I haven’t spoken with Phyllis in decades. But clearly somewhere along the way race had played a painful role in her life. After Wes died and made her wealthy I dropped her a note telling her about The Civil Conversations Project - an organization conceived to fight the monster that had hurt her and her family. I suggested that she might make a meaningful donation that Wes would have gladly given. I got what I expected from Phyllis. Silence.
Phyllis is 80, so in a year or two Wes’ estate will end up in the hands of people who have no idea who he was or what a kind and gentle man he was. White people.
I think about Wes and Phyllis pretty frequently and I wonder what pain race caused Phyllis and molded her into the person she became. And I think about how deeply race slices into the soul of America. America’s Thing With Race…

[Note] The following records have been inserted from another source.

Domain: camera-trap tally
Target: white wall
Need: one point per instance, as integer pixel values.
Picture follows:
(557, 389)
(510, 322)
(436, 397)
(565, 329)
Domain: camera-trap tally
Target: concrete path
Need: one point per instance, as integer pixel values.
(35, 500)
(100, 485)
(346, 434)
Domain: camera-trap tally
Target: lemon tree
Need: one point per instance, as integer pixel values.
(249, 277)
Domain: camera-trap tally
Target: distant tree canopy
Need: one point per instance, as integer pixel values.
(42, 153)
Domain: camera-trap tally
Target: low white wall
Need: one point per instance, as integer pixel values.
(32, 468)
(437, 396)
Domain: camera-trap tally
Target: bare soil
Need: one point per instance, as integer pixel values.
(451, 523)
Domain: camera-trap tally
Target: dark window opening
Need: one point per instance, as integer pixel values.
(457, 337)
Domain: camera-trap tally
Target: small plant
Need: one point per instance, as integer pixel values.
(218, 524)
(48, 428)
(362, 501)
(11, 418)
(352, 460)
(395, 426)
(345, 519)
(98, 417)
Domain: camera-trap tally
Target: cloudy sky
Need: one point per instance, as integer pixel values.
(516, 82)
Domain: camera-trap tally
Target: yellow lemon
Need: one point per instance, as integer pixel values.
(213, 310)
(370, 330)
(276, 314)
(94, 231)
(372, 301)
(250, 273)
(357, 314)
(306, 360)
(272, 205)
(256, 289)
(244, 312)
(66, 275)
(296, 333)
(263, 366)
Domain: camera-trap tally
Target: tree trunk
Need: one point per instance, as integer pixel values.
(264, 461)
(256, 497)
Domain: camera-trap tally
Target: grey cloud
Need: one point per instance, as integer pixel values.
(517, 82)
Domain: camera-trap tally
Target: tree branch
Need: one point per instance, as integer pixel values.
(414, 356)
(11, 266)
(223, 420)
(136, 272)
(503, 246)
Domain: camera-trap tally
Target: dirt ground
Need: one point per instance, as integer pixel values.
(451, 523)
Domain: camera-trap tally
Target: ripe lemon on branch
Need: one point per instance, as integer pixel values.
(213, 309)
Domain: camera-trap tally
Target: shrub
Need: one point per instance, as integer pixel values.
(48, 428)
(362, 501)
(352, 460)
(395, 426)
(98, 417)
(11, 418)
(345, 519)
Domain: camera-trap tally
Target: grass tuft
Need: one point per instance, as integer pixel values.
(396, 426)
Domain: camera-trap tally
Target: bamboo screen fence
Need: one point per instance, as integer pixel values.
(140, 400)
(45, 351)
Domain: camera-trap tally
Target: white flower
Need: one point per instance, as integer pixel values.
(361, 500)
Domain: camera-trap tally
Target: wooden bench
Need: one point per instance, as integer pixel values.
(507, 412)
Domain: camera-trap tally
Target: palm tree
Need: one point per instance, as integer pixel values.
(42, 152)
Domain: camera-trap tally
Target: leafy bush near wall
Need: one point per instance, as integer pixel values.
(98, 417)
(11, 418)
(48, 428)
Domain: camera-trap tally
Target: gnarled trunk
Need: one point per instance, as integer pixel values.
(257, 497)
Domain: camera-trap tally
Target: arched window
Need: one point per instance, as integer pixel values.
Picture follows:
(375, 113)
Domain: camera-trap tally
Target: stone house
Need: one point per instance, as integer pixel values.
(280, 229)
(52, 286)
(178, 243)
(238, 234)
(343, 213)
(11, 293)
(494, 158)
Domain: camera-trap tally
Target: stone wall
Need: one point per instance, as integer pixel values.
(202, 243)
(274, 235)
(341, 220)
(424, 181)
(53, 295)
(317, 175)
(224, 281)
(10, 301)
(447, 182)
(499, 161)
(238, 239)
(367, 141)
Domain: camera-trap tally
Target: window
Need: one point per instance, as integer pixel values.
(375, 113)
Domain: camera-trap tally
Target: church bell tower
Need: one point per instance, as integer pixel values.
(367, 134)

I try to do a couple of things here in this space all under the heading, Make America A Better Place. I hope to help Americans understand that although as a country we’re pretty far from the founding ideals that we find in the Declaration of Independence as well as the Preamble to the Constitution - we can still get there. I hope to help Americans understand how harmful America’s Race Thing is to all of us…how it’s the foundation that so much American ill will is built on. How overpowering it is. I liken it to a wet, moldy wool blanket that covers the entire country. Heavy, uncomfortable, and smelly, it even restricts our movements. But after hundreds of years, we’re so completely used to it that we don’t notice it anymore. Many folks even deny the blanket exists….that some people are using its phony existence as an excuse to not have grasped that American brass ring. I try to pass on information and education so that you can have less ignorant and more productive conversations that serve to move the race relations needle forward.
A small donation in memory of Wes. Love never dies.